Afghanistan’s candidacy for the international Extractive Industries Transparency Initiative is a very positive sign of a commitment to greater accountability, as is Minister of Mines, Wahidullah Shahrani’s support for transparency in the sector.(3)
To build on this, the Afghan government and its allies must:
- Embed clear, credible and transparent processes for the award of natural resource concessions that provide the Afghan people with information on how, to whom and on what grounds contracts are awarded;
- Require extractive companies to disclose revenue paid to the Afghanistan state on a project-by-project basis.
- Set up sound legal, regulatory and contractual frameworks which safeguard the economic interests of the Afghan people and address social, environmental and human rights risks;
- Embark on a continuous process of local consultation and ensure appropriate grievance mechanisms to ensure the ‘buy-in’ of the Afghan people, particularly those directly affected by mining activities;
- Publish existing and future concession contracts including associated infrastructure agreements to allow potential issues to be identified, implementation to be monitored and resource revenues to be tracked through the budget.

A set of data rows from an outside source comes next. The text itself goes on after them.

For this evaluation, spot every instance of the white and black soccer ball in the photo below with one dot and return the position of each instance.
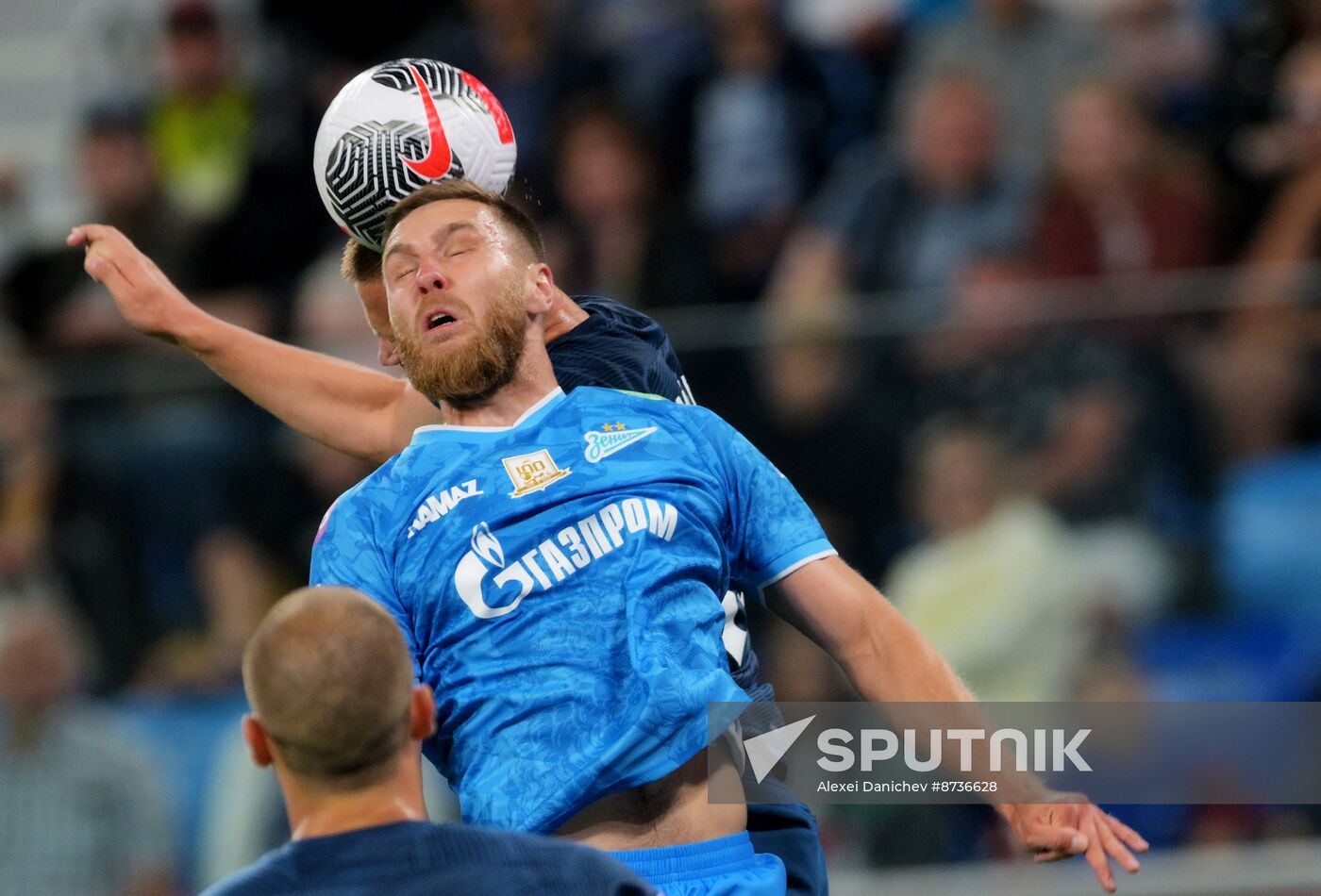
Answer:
(399, 125)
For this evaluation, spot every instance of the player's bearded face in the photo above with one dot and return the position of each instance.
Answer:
(465, 373)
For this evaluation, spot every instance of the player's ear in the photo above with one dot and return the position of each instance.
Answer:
(541, 288)
(422, 713)
(257, 740)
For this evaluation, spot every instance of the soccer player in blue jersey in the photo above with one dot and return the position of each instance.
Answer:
(336, 713)
(557, 565)
(591, 340)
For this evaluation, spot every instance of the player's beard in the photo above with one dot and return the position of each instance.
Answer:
(464, 377)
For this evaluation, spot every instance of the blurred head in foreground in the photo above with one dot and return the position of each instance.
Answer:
(334, 709)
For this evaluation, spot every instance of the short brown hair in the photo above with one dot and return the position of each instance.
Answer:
(360, 264)
(459, 189)
(330, 680)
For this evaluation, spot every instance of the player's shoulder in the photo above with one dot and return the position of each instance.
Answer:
(380, 491)
(613, 309)
(694, 419)
(543, 859)
(267, 876)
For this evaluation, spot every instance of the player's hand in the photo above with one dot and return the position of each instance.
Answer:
(144, 296)
(1069, 826)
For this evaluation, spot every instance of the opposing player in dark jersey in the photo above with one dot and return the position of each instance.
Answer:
(592, 340)
(336, 713)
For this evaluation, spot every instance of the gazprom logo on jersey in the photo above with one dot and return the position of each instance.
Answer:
(557, 558)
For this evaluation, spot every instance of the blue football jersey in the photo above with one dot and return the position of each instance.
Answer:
(559, 584)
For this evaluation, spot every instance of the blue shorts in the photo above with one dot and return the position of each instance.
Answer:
(789, 830)
(723, 867)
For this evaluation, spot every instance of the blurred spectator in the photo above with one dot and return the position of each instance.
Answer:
(1082, 425)
(55, 542)
(1257, 373)
(997, 586)
(238, 584)
(1123, 198)
(522, 52)
(1258, 37)
(1162, 52)
(28, 482)
(201, 123)
(911, 218)
(809, 392)
(617, 235)
(649, 45)
(1028, 53)
(48, 297)
(750, 132)
(81, 810)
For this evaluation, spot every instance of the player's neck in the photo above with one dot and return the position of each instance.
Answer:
(534, 380)
(564, 316)
(320, 813)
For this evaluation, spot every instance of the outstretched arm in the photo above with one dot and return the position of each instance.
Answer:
(889, 661)
(347, 407)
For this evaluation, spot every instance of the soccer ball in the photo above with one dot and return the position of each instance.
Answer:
(399, 125)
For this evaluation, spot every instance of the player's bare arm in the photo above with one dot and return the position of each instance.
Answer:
(889, 661)
(310, 392)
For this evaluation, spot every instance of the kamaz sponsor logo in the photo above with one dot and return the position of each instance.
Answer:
(440, 505)
(557, 558)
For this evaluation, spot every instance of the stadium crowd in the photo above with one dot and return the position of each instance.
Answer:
(1019, 293)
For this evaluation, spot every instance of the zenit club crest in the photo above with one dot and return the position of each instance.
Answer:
(531, 473)
(614, 437)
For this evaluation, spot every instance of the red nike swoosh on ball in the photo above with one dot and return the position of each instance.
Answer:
(436, 162)
(502, 125)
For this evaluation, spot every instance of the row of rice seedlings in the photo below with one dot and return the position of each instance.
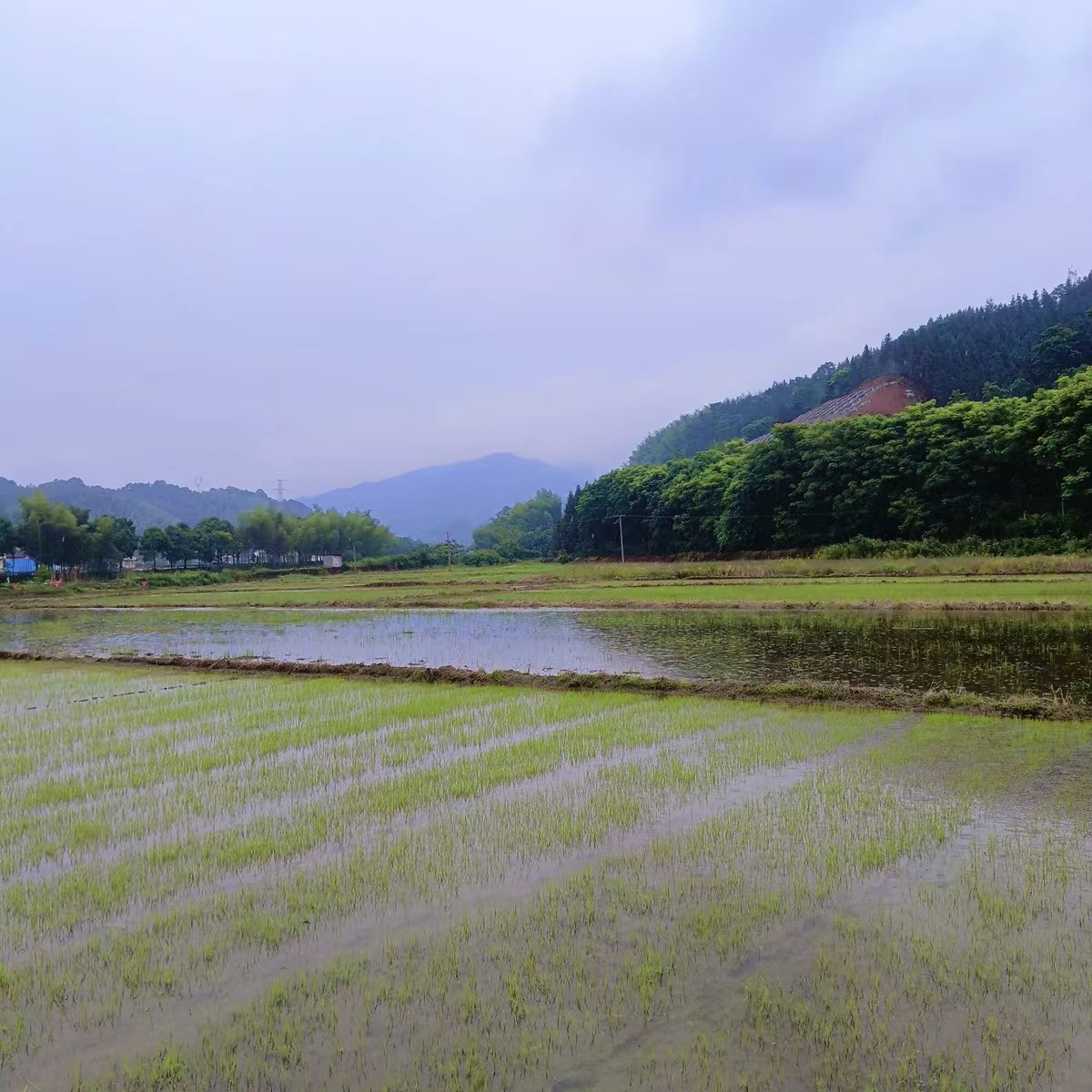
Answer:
(986, 983)
(170, 953)
(531, 996)
(165, 868)
(96, 891)
(177, 803)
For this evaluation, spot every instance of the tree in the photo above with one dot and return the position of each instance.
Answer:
(52, 533)
(525, 530)
(110, 540)
(179, 544)
(154, 543)
(213, 539)
(961, 352)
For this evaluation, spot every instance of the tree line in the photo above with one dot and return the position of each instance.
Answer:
(1008, 468)
(61, 535)
(978, 353)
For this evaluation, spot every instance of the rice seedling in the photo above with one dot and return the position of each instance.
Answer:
(258, 882)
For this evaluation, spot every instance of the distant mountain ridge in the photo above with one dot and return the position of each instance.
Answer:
(147, 505)
(451, 500)
(975, 353)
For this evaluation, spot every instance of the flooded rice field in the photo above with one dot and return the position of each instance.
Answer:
(274, 883)
(995, 654)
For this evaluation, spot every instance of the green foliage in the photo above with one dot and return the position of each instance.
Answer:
(56, 534)
(481, 558)
(1011, 349)
(1007, 469)
(522, 531)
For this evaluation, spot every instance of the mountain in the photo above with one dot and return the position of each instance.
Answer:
(452, 500)
(978, 353)
(147, 505)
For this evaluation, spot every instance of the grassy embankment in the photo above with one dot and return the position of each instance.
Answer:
(223, 882)
(971, 583)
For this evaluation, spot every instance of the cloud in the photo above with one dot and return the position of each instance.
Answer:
(801, 103)
(331, 241)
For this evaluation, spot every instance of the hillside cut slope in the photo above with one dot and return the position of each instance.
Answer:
(884, 396)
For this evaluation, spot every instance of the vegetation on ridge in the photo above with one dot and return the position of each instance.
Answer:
(1010, 468)
(977, 353)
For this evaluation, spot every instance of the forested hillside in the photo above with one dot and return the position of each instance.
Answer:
(976, 353)
(1009, 468)
(154, 503)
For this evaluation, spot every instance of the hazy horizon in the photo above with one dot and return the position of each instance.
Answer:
(333, 243)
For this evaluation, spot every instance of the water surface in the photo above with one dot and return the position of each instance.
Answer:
(994, 654)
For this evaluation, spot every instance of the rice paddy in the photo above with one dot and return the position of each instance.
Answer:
(976, 583)
(229, 882)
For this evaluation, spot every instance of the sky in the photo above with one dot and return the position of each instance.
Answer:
(333, 240)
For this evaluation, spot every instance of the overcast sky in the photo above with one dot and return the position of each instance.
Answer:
(332, 240)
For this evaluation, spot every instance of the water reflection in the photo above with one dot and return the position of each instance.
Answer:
(987, 653)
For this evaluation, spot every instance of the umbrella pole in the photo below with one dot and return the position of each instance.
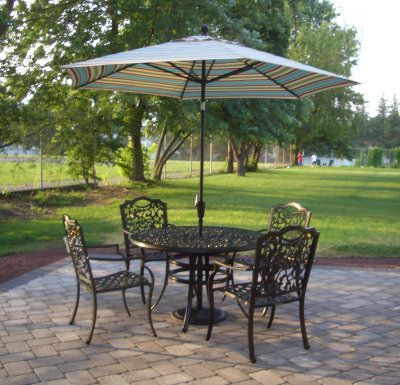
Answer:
(201, 205)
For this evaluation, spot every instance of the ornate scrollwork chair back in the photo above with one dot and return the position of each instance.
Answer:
(283, 263)
(281, 270)
(118, 281)
(140, 214)
(291, 214)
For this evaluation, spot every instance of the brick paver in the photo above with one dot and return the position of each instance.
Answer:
(353, 322)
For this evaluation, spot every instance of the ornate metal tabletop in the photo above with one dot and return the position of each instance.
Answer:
(185, 239)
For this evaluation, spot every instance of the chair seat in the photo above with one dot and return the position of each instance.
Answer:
(264, 297)
(119, 281)
(106, 257)
(150, 255)
(245, 260)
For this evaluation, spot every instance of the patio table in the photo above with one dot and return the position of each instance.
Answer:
(185, 240)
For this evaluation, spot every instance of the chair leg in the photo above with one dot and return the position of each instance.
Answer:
(303, 325)
(271, 317)
(230, 278)
(126, 305)
(190, 295)
(167, 266)
(142, 274)
(78, 292)
(149, 307)
(93, 318)
(250, 335)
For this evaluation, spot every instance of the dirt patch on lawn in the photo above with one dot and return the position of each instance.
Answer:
(18, 264)
(44, 203)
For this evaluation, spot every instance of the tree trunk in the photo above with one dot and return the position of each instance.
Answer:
(241, 165)
(254, 157)
(136, 142)
(241, 154)
(174, 144)
(229, 159)
(6, 19)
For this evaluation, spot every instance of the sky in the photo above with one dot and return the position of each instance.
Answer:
(377, 23)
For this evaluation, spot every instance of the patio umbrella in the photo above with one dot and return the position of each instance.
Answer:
(201, 67)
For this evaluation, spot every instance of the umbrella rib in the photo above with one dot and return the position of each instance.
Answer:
(187, 81)
(276, 82)
(188, 74)
(235, 72)
(104, 76)
(169, 72)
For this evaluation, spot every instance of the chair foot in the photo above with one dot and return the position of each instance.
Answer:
(126, 305)
(271, 317)
(78, 292)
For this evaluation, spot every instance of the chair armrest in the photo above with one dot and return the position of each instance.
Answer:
(115, 246)
(232, 267)
(126, 231)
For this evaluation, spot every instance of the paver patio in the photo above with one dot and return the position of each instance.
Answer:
(353, 323)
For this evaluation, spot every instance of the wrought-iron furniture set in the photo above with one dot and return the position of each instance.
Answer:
(284, 254)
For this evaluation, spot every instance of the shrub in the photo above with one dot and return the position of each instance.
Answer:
(58, 198)
(124, 160)
(251, 165)
(375, 157)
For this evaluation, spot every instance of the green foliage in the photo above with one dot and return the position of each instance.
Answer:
(396, 156)
(251, 164)
(124, 159)
(375, 157)
(361, 160)
(356, 210)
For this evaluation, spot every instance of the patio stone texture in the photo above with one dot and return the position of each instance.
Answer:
(352, 318)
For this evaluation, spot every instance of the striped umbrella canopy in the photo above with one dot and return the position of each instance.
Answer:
(200, 67)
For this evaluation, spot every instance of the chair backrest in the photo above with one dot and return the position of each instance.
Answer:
(291, 214)
(283, 262)
(77, 250)
(142, 213)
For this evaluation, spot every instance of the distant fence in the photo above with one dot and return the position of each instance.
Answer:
(28, 170)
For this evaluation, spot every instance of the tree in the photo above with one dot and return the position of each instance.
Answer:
(6, 10)
(88, 140)
(46, 35)
(177, 121)
(335, 49)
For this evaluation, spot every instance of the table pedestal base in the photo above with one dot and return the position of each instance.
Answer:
(199, 317)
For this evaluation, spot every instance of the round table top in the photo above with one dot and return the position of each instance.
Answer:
(185, 239)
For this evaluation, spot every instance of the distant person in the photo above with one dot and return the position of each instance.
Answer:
(314, 158)
(300, 159)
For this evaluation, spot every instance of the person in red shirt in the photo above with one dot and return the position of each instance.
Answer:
(300, 159)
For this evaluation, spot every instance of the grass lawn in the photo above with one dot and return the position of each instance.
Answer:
(357, 211)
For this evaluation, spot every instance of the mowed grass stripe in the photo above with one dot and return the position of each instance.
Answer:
(357, 211)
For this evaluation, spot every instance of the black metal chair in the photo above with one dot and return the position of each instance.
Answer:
(140, 214)
(119, 281)
(282, 266)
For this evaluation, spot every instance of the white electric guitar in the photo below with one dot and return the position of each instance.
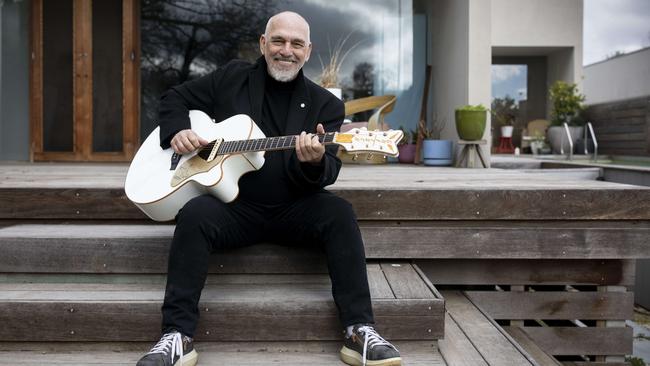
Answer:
(160, 182)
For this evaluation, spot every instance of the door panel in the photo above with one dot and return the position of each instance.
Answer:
(57, 80)
(107, 76)
(84, 80)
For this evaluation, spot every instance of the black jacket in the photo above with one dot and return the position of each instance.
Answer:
(238, 87)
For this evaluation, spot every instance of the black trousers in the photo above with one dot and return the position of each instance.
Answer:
(205, 225)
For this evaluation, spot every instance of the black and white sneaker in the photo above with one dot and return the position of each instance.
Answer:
(173, 349)
(365, 347)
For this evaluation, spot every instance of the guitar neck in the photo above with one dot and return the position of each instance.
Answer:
(263, 144)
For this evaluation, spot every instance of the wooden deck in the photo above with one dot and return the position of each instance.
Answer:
(553, 252)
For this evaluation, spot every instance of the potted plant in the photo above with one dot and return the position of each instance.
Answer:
(537, 143)
(406, 147)
(329, 77)
(504, 112)
(470, 122)
(566, 106)
(435, 151)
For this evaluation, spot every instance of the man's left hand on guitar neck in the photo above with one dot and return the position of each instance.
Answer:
(308, 148)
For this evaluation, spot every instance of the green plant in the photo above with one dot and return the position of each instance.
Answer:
(635, 361)
(407, 137)
(504, 111)
(566, 104)
(478, 107)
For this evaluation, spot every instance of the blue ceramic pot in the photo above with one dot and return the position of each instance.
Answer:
(437, 152)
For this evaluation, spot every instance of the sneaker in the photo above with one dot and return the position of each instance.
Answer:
(365, 347)
(173, 349)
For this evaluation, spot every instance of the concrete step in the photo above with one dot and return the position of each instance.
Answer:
(321, 353)
(241, 307)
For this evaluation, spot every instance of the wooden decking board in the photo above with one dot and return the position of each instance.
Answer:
(541, 357)
(563, 341)
(234, 307)
(456, 348)
(68, 191)
(405, 281)
(529, 272)
(426, 203)
(113, 176)
(555, 305)
(113, 248)
(491, 342)
(214, 353)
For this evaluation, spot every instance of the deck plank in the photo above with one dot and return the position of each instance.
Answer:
(495, 348)
(415, 353)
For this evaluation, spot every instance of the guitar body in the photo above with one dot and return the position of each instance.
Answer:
(160, 191)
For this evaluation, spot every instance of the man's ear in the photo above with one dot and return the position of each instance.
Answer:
(262, 43)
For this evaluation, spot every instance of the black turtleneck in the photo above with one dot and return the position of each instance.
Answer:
(270, 185)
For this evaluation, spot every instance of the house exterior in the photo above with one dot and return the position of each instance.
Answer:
(79, 87)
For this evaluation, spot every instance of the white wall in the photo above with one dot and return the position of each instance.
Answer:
(14, 76)
(536, 23)
(461, 58)
(620, 78)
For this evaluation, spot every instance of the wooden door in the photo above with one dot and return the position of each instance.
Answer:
(84, 80)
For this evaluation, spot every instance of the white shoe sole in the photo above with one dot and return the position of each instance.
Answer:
(189, 359)
(354, 358)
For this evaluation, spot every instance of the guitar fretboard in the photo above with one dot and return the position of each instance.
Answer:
(263, 144)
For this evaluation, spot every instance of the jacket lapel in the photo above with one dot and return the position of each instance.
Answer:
(256, 81)
(298, 108)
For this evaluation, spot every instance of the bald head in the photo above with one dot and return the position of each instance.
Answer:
(290, 19)
(285, 45)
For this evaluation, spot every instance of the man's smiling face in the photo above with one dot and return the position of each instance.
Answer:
(285, 45)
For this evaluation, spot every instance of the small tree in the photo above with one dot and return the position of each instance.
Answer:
(504, 110)
(566, 103)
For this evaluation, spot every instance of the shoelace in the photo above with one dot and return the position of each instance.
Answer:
(169, 343)
(372, 339)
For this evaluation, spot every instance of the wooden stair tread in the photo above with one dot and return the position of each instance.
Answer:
(233, 307)
(414, 353)
(133, 248)
(388, 192)
(483, 341)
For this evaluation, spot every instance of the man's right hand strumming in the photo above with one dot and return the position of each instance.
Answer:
(186, 141)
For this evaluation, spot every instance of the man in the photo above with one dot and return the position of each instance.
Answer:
(282, 201)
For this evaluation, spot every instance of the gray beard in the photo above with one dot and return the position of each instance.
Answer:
(281, 75)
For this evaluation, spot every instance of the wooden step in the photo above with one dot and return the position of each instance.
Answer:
(111, 248)
(390, 192)
(414, 353)
(234, 308)
(474, 339)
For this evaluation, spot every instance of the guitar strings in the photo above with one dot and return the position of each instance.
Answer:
(268, 143)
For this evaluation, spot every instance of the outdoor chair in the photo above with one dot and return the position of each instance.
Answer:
(533, 129)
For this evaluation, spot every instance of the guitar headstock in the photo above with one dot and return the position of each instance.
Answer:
(360, 140)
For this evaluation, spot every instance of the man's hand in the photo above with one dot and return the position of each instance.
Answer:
(186, 141)
(308, 148)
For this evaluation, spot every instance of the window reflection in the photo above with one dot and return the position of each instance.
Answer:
(184, 39)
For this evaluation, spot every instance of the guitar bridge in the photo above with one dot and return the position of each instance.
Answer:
(175, 159)
(215, 148)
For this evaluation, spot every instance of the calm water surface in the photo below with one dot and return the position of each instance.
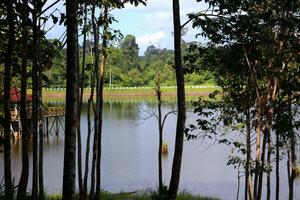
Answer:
(129, 156)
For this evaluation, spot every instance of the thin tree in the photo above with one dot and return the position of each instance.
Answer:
(79, 156)
(71, 116)
(176, 167)
(22, 187)
(96, 67)
(35, 97)
(7, 77)
(100, 96)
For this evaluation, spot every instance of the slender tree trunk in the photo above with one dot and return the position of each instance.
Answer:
(22, 188)
(96, 111)
(71, 117)
(176, 167)
(261, 169)
(269, 167)
(87, 154)
(7, 77)
(160, 181)
(41, 137)
(35, 100)
(160, 129)
(100, 93)
(41, 158)
(292, 163)
(248, 156)
(79, 157)
(258, 142)
(277, 165)
(90, 102)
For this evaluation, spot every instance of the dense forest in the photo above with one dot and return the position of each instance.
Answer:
(251, 53)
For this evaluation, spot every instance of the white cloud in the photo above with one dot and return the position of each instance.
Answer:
(151, 39)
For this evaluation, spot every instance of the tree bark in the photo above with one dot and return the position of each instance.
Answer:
(7, 77)
(22, 187)
(269, 167)
(292, 163)
(71, 117)
(258, 143)
(100, 96)
(41, 158)
(277, 165)
(35, 100)
(160, 142)
(248, 156)
(79, 156)
(176, 167)
(96, 111)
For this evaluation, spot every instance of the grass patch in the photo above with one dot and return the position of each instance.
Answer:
(137, 196)
(134, 93)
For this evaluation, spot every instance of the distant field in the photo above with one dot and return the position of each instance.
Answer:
(168, 93)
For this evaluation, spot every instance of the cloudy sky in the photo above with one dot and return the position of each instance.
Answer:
(151, 24)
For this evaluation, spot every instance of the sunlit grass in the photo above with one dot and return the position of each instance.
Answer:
(137, 196)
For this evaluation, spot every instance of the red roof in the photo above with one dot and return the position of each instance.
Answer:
(15, 95)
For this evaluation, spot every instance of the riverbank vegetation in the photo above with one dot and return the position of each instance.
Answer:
(251, 53)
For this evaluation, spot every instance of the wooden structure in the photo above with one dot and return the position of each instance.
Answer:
(51, 119)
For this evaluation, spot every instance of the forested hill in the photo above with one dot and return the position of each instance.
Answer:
(125, 67)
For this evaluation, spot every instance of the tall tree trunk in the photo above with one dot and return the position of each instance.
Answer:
(35, 100)
(261, 169)
(248, 156)
(160, 132)
(277, 165)
(79, 157)
(160, 142)
(41, 136)
(292, 163)
(90, 102)
(100, 96)
(176, 167)
(269, 167)
(96, 111)
(41, 159)
(258, 143)
(87, 152)
(71, 116)
(7, 77)
(22, 187)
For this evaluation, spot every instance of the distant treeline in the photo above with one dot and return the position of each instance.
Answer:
(126, 68)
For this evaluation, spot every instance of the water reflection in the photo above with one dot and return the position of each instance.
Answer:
(130, 155)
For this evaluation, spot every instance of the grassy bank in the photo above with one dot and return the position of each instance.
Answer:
(168, 93)
(140, 196)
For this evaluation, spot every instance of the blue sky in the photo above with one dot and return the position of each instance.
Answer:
(151, 24)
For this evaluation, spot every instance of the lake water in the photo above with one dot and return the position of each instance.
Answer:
(129, 156)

“The rush to find alternative sources of financing for Afghan development should not come at the expense of good governance. Systems are urgently needed to make sure precious mining revenues do not go the same way as the billions of dollars diverted in aid over the past decade,” said Kubba. “The country’s donors, including the US, the EU, the UK and Germany, currently fund the equivalent of 91% of Afghanistan’s GDP.(4) They should work with the government to promote meaningful measures that will wean the country off aid and on the road to a peaceful and prosperous future. This must be at the top of the agenda for the crucial international conferences in Istanbul and Bonn later this year.”
(1) Most recently, the U.S. Geological Survey (USGS) has estimated at least 1 million metric tonnes of rare earth element resources within the Khanneshin carbonatite in Helmand Province, Afghanistan. This estimate comes from a 2009-2011 USGS study funded by the Department of Defense’s Task Force for Business and Stability Operations (TFBSO), available here.
(2) See Ministry of Finance, 1390 Budget (currently in draft), page 28. Available here [Accessed 25 September 2011]. Aynak mining revenue is recorded at $53 million and listed separately from other domestic revenue recorded at $205 million.
(3) The Extractive Industries Transparency Initiative is a scheme which brings together government, civil society and companies in building a transparent and accountable extractive sector. Ministry of Mines, Wahidullah Shahrani, publically announced his support for transparency in the sector at the Fifth International Conference on the Extractive Industries Transparency Initiative.
(4) The 91% figure is based on a World Bank estimate of aid at $15.4 billion in 2010/11. Taken from a presentation by the World Bank Afghanistan Country Team entitled “Issues and Challenges for Transition and Sustainable Growth in Afghanistan” and dated 26 July 2011.